Data Model Design¶
Embedded Data Models¶
With MongoDB, you may embed related data in a single structure or document. These schema are generally known as “denormalized” models, and take advantage of MongoDB’s rich documents. Consider the following diagram:
Embedded data models allow applications to store related pieces of information in the same database record. As a result, applications may need to issue fewer queries and updates to complete common operations.
In general, use embedded data models when:
- you have “contains” relationships between entities. See Model One-to-One Relationships with Embedded Documents.
- you have one-to-many relationships between entities. In these relationships the “many” or child documents always appear with or are viewed in the context of the “one” or parent documents. See Model One-to-Many Relationships with Embedded Documents.
In general, embedding provides better performance for read operations, as well as the ability to request and retrieve related data in a single database operation. Embedded data models make it possible to update related data in a single atomic write operation.
However, embedding related data in documents may lead to situations where documents grow after creation. With the MMAPv1 storage engine, document growth can impact write performance and lead to data fragmentation.
In version 3.0.0, MongoDB uses Power of 2 Sized Allocations as the default allocation strategy for MMAPv1 in order to account for document growth, minimizing the likelihood of data fragmentation. See Power of 2 Sized Allocations for details. Furthermore, documents in MongoDB must be smaller than the maximum BSON document size. For bulk binary data, consider GridFS.

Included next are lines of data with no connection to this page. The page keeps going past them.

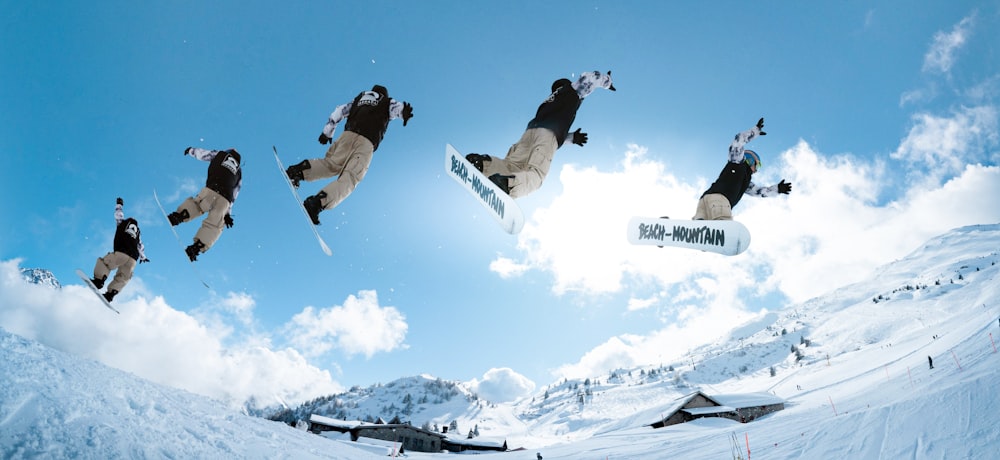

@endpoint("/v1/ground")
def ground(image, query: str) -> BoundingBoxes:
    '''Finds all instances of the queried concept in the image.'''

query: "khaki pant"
[483,128,559,198]
[694,193,733,220]
[94,251,135,292]
[177,187,232,252]
[302,131,375,209]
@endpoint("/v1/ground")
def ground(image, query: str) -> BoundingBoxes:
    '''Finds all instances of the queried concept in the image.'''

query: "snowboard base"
[444,144,524,235]
[628,217,750,256]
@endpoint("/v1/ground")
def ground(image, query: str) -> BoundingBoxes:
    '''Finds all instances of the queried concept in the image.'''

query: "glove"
[403,102,413,126]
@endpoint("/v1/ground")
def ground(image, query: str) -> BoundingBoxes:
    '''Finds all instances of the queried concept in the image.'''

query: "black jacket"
[528,85,583,147]
[344,91,392,151]
[205,150,243,203]
[701,161,753,207]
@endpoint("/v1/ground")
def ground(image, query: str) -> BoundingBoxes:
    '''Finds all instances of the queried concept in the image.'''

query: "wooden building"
[649,391,785,428]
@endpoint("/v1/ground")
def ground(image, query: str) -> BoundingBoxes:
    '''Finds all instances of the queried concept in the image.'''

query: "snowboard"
[271,145,333,256]
[76,268,122,315]
[444,144,524,235]
[153,189,212,289]
[628,217,750,256]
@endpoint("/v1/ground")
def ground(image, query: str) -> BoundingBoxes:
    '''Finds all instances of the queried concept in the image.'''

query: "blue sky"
[0,1,1000,399]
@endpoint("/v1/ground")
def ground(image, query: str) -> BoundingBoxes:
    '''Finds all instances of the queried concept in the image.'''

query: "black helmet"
[552,78,573,93]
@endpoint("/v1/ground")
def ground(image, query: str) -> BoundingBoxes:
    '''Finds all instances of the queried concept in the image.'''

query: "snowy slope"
[0,225,1000,460]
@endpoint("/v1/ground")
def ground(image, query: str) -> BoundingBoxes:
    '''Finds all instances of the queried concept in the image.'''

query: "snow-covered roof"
[712,393,785,408]
[309,414,364,430]
[682,406,736,415]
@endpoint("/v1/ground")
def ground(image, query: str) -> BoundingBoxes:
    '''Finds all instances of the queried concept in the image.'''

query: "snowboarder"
[90,197,149,303]
[693,118,792,220]
[285,85,413,225]
[465,70,615,198]
[167,147,243,262]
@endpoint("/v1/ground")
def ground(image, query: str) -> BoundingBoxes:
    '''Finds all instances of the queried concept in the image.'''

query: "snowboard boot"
[465,153,492,172]
[90,275,108,289]
[167,209,191,226]
[490,174,514,195]
[285,160,312,188]
[302,191,326,225]
[184,240,205,262]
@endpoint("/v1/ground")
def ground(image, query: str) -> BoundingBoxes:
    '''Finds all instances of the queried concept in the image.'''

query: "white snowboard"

To interact with embedded documents, use dot notation to “reach into” embedded documents. See query for data in arrays and query data in embedded documents for more examples on accessing data in arrays and embedded documents.
Normalized Data Models¶
Normalized data models describe relationships using references between documents.
In general, use normalized data models:
- when embedding would result in duplication of data but would not provide sufficient read performance advantages to outweigh the implications of the duplication.
- to represent more complex many-to-many relationships.
- to model large hierarchical data sets.
References provides more flexibility than embedding. However, client-side applications must issue follow-up queries to resolve the references. In other words, normalized data models can require more round trips to the server.
See Model One-to-Many Relationships with Document References for an example of referencing. For examples of various tree models using references, see Model Tree Structures.